The last part of the function is to return the pivot and any hint. The algorithm provides an increasing hint if it never had to make any swaps when finding the medians meaning that all the values checked were already in increasing order. For a decreasing hint, it means that all the values checked were in decreasing order meaning that all the values had to be swapped. Swaps in [1, 11] will be an unknown hint. It’s interesting to note that the algorithm will only ever provide a decreasing hint if it has a subarray length at the shortestNinther threshold and does full Tukey’s ninther. The increasing hint can potentially be given for any lengths greater than or equal to 8 and will always be given for lengths less than 8.

Using Hints

Now that a pivot has been selected we can head back to the main loop of the pdqsort function:

// ... (pdqsortOrdered func)
pivot, hint := choosePivotOrdered(data, a, b)
if hint == decreasingHint {
    reverseRangeOrdered(data, a, b)
    pivot = (b - 1) - (pivot - a)
    hint = increasingHint
}

The first thing the algorithm does after finding the pivot is check the decreasing hint, and if there is one, make the necessary changes to be able to treat it like an increasing hint. To do this it reverses the subarray, adjusts the pivot to its new position after the reversal, and changes the hint to increasing.

// ... (pdqsortOrdered func)
if wasBalanced && wasPartitioned && hint == increasingHint {
    if partialInsertionSortOrdered(data, a, b) {
        return
    }
}

Next, the algorithm will make use of the hint it found, if any.
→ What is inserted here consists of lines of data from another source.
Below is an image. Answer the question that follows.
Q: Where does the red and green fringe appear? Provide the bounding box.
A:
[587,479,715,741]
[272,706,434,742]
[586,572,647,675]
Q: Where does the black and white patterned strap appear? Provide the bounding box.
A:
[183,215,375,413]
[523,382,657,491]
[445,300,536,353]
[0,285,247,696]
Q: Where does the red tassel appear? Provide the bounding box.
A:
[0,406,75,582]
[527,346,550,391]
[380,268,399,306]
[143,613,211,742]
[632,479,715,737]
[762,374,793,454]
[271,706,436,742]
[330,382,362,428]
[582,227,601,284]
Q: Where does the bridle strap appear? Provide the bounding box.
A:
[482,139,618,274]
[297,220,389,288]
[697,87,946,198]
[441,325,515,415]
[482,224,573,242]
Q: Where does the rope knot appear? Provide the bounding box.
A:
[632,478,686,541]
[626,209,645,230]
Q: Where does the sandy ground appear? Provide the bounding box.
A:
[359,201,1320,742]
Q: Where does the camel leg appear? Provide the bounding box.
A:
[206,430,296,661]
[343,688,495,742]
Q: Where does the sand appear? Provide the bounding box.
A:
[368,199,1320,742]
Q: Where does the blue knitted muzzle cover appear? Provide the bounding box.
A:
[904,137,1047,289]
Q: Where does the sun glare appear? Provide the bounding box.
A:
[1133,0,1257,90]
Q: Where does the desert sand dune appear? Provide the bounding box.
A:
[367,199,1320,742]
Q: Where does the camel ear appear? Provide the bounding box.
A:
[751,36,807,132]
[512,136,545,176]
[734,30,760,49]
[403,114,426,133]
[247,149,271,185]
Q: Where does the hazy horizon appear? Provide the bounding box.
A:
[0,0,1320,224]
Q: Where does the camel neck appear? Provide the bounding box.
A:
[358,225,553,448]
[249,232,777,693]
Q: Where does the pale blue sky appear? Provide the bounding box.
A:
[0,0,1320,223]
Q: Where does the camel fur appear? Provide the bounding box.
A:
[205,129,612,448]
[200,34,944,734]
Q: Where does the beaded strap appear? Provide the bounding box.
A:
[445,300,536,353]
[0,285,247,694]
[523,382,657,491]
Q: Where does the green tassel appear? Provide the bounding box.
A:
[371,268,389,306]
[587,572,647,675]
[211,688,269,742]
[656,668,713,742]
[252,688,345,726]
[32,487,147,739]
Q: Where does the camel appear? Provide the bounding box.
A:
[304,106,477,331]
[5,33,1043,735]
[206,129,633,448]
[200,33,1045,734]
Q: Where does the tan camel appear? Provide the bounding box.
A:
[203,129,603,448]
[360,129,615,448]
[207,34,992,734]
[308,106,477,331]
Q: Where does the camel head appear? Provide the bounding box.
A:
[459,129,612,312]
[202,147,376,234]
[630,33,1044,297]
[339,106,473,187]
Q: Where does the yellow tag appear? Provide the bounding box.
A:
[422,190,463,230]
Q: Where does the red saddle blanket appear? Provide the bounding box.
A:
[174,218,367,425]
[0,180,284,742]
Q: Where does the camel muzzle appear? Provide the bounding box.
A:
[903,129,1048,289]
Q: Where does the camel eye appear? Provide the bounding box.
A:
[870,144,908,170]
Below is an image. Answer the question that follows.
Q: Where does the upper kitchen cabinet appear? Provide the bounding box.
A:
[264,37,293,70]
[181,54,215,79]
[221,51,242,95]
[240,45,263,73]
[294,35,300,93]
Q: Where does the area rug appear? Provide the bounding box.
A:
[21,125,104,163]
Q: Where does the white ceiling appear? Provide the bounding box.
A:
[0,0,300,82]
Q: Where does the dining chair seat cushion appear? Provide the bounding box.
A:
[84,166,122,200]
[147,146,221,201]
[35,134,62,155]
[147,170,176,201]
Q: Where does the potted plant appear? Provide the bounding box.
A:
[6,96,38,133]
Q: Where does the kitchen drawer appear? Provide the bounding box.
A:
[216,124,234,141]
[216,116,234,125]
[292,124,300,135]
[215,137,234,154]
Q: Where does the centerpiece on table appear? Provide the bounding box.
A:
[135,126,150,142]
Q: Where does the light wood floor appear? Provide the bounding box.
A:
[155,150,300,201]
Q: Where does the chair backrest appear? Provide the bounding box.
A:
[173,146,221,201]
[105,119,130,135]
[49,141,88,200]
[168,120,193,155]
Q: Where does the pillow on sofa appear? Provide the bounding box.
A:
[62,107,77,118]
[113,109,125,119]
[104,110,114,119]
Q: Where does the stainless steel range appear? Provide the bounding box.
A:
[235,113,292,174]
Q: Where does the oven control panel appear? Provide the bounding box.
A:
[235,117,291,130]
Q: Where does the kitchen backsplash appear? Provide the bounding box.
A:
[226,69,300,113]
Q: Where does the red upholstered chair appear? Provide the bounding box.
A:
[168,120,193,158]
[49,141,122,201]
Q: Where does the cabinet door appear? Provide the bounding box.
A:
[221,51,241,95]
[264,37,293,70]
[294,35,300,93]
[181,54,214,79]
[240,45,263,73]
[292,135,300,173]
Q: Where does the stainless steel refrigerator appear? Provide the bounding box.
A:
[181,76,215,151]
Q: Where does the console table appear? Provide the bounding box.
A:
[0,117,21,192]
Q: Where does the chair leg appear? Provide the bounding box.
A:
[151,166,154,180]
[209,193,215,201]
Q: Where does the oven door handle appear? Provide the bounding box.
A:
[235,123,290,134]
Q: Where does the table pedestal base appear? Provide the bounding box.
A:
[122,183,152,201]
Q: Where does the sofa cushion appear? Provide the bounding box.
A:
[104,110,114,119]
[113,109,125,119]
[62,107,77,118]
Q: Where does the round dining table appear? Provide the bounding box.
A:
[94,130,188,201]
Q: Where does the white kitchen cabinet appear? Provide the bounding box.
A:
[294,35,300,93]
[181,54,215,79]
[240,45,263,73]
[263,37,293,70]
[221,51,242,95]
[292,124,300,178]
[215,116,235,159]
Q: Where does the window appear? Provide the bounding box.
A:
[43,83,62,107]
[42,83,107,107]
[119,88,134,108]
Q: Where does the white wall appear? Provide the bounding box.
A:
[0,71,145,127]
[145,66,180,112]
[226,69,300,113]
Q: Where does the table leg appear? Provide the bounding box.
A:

If the previous partition was balanced, partitioned, and it found an increasing hint then it will run a modified insertion sort since it seems like there’s a decent chance the subarray is already sorted. The insertion sort is modified in a couple simple ways. If the function results in a fully sorted array, then it returns true, otherwise false. It will attempt to sort the array, but if it encounters 5 out of position elements then it will stop and return false. This early stopping makes sense since we don’t want to waste resources using insertion sort when it turned out the array wasn’t nearly sorted. The modified insertion sort will also not do any sorting and return false if the provided subarray has less than 50 elements. If the modified insertion sort was able to find/produce a fully sorted array then it goes and returns from this branch early.

Optimizing Duplicates

// ... (pdqsortOrdered func)
if a > 0 && !cmp.Less(data[a-1], data[pivot]) {
    mid := partitionEqualOrdered(data, a, b, pivot)
    a = mid
    continue
}

This next part is an optimization first implemented in pdqsort. The idea is that we can peek the element directly to the left of the current subarray and then that value being greater than or equal to the pivot suggests that the current subarray may contain many duplicates. Since quicksort is based on finding the final position of a pivot in a subarray we know that there won’t actually be values larger than the pivot position to the left of the current subarray. Finding that the element to the left and our pivot are the same value is what ultimately signals to us that there are likely many duplicates here (there may not be that many duplicates if the pivot was selected poorly). This optimization can save significant time/resources by making it so that we don’t have to recurse on the left portion of the subarray after partitioning since all those values are equal to the pivot value and are therefore already sorted!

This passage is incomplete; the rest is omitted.